With our model complete, we can predict the rooting rates at the optimal conditions determined by the experiment. For comparison, I have included the model predictions for the initial conditions we used before this research: 1 week of incubation, 3 mg/L IBA, and 20 mg/L sucrose. This comparison allows us to see the predicted rooting rates for both our previous method and the optimal conditions identified by the regression model.

Evaluate Model Predictions

         
## Compare Predictions for this Model:

## Create sequences in design space
iba.levels <- seq(1, 10, by = 0.1)
sucrose.levels <- seq(18, 72, by = 1)
time.levels <- seq(0.2, 3.8, by = 0.1)

## Create a dataframe with all options in design space
design.space <- expand.grid(IBA = iba.levels,
                            Sucrose = sucrose.levels,
                            Time = time.levels)

predictions <- design.space %>%
    modelr::add_predictions(mod.2, var = "Rooting.Rate") %>%
    tibble() %>%
    filter(IBA == 5.5 & Sucrose == 51 & Time == 3.2 |
           IBA == 3 & Sucrose == 20 & Time == 1)

predictions

As shown in the model predictions above, the optimal rooting system produces significantly better rates than the system we used previously. However, it is noteworthy that the model predicted a rooting rate of less than 0 in some cases. This highlights the fact that there are more suitable regression models for this type of data, where values are restricted between 0 and 1. The probability values in our regression model are meant for normally distributed numbers and are not appropriate for a rooting rate confined to the 0–1 range. For modeling data, like ours that is a continuous proportion, we can use beta regression as you will see in the following code.

Implement Beta Regression

         
## Perform Beta Regression to More Accurately Model Continuous Proportion data from 0-1.
library(betareg)

mod.beta <- betareg(data = results.joined,
	    Rooting.Rate ~ (.)^2 +
	    I(Time^2) + I(Sucrose^2) + I(IBA^2))

summary(mod.beta)

From the summary of the beta regression model (below), we can see that the p-values are far more significant compared to those from the normal regression model. Additionally, the predicted outcome for our control process (IBA = 3, Sucrose = 20, Time = 1) is now a rooting rate of 0.055, instead of a negative value. The best predicted range is also extremely close to what we observed with the previous model. While the beta regression model is likely to produce more accurate predictions and p-values, it does not change the overall insights gained from this experiment.

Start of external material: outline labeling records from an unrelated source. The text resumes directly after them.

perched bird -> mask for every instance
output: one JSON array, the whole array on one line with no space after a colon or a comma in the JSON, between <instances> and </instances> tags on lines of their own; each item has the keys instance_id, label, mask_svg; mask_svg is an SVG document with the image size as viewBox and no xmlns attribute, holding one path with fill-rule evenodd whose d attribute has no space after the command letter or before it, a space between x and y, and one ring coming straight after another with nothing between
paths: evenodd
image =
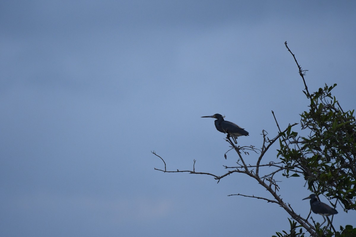
<instances>
[{"instance_id":1,"label":"perched bird","mask_svg":"<svg viewBox=\"0 0 356 237\"><path fill-rule=\"evenodd\" d=\"M248 136L248 133L240 126L233 123L225 121L224 117L221 114L215 114L211 116L203 116L201 118L213 118L216 119L215 120L215 126L220 132L227 133L230 135L235 144L237 144L236 139L240 136Z\"/></svg>"},{"instance_id":2,"label":"perched bird","mask_svg":"<svg viewBox=\"0 0 356 237\"><path fill-rule=\"evenodd\" d=\"M315 194L310 194L309 196L305 198L303 200L305 200L307 199L310 200L310 208L313 212L315 214L319 214L323 216L323 218L324 219L324 222L321 223L320 226L326 221L325 216L337 214L337 211L335 209L325 203L318 201Z\"/></svg>"}]
</instances>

All models are wrong, some are useful.

George E.P. Box - Statistician

Conclusion

In this blog post, I presented an example of how to leverage response surface methodology for process optimization. Once an experimenter identifies the critical factors that control a response, it becomes relatively straightforward to design subsequent experiments aimed at determining the optimal levels of the explanatory variables. While deeper statistical understanding can lead to better predictive models, even a simple regression model (despite potentially inaccurate p-values) can still provide powerful explanatory insights.